Legislators not listening to people

By Steve Estes

Leave it to our state Legislature to make sure that the wishes of the people of Florida are left on the cutting room floor while they play politics.

Last week, the state Legislature met in special session with but one goal. That goal was to discuss and possibly approve placing a constitutional amendment question on the ballot for Florida voters this November.

The question voters would have been asked was if they would like to enact a constitutional ban on off-shore drilling for oil in Florida state waters.

A couple of years ago, the issue may have been too close to call, with the extreme right-wingnuts constantly chanting “Drill, baby, drill” and touting the non-existent benefits to a Florida tourism-based economy of putting mostly foreign-owned drilling rigs 125 miles off shore where the workers would live in the tax-free island nations.
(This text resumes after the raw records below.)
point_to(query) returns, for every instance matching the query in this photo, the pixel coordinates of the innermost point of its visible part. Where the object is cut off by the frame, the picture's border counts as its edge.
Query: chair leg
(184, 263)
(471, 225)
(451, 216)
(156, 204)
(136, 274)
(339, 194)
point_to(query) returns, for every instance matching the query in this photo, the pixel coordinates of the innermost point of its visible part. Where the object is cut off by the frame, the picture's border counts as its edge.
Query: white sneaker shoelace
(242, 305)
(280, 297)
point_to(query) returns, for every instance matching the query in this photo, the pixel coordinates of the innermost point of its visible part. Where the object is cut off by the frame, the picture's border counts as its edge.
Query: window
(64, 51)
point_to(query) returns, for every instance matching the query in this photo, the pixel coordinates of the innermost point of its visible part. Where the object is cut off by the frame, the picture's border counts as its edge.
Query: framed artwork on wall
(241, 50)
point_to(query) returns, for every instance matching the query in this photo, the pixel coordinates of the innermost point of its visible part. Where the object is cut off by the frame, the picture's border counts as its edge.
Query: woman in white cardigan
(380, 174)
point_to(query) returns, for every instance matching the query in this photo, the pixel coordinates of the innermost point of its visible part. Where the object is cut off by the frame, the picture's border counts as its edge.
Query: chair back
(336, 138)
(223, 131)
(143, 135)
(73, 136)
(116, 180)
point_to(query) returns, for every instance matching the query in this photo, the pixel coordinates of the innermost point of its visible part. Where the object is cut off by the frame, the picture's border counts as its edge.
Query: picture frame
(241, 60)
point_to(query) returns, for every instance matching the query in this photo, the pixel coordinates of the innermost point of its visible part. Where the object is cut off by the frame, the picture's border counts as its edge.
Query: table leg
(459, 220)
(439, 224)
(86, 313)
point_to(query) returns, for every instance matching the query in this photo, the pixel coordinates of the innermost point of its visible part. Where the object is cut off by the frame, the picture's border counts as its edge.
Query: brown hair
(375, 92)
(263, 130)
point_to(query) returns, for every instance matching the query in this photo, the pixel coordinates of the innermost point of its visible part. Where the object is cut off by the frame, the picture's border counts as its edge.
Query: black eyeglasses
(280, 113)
With the massive oil gusher that was the Deepwater Horizon pouring hundreds of thousands of gallons of crude oil into the Gulf of Mexico for the last three months, and thousands of Sunshine State residents watching the oil’s inexorable march across the water to impact our shores, that mind set had changed.

No amount of half-truths and error-by-omission spin was going to change the minds of Florida voters that keeping oil rigs and their potential spill impacts away from our hundred-billion-plus dollar beachfront was a very good idea whose time has come.

So our Governor did the right thing by the people. He called a special session to take up the question of allowing the people the opportunity to forever solidify our dissatisfaction with oil rigs drilling beneath our economic engine.

Our learned Legislators laughed at the notion.

The Senate made a show of showing up for work. The House didn’t even do that. The latter body simply adjourned without even bringing the matter to the floor for discussion, let alone a vote.

And the former body had to follow suit later that same day because such an endeavor requires approval from both houses of the Legislature.

The House leadership said it hoped to harm Gov. Charlie Crist, who had the audacity to ask comfortably ensconced running-for-reelection representatives to return to the Capitol to take up state business, in his run for US Senator.

What the move did was make a group of supposedly grown men look ridiculous, and proving that most are totally out of touch with the people they are elected to represent.

But we believe the move, as so many in the Republican Party are these days, was hiding a far more obscure reason.

Many of the seated representatives are running for reelection. Many of those have already accepted corporate oil money to finance that reelection campaign, and many more are hoping to receive corporate oil money to help finance that campaign.

Putting the issue out to voters, who at this point in our history would surely have enacted the ban, would have lost our politicians that lucrative source of campaign donations.

And it is a source they could never have gotten back if the voters were allowed to make the ban part of the state Constitution and take the decision out of the hands of elected politicians eager for oil money to finance campaigns.

As long as the decision on off-shore drilling rests with the elected politician, the money will have to continue to flow from corporate oil coffers so the international oil conglomerates have a hope of someday garnering enough support to allow drilling in some of the most sought-after commercial and recreational fishing waters in the world.

For once the Legislature failed to give the voter a chance to make the ban a permanent one, it left the eventual decision on whether to lift the current ban in the hands of the elected politicians—the very same politicians who have tried to lift the ban before, including this year just days before Deepwater Horizon went to the bottom and our shores became target three for the free-flowing oil.

But the politicians, fueled by corporate oil campaign contributions, will be back next year, or the year after, trying to lift the state’s ban again, and as of now, they won’t have to worry about that pesky voter-mandated ban that would have emerged had they actually allowed the voters to have a say on the issue.

Every State Representative who voted for the adjournment without action last week should be voted out of office. That won’t happen due to voter apathy and the megabucks corporate oil will pour into campaigns to maintain the status quo, but it’s a nice thought maybe we can keep around for next year when legislators, unhampered by a voter mandate they don’t want to seek, try again to lift the drilling ban in state waters.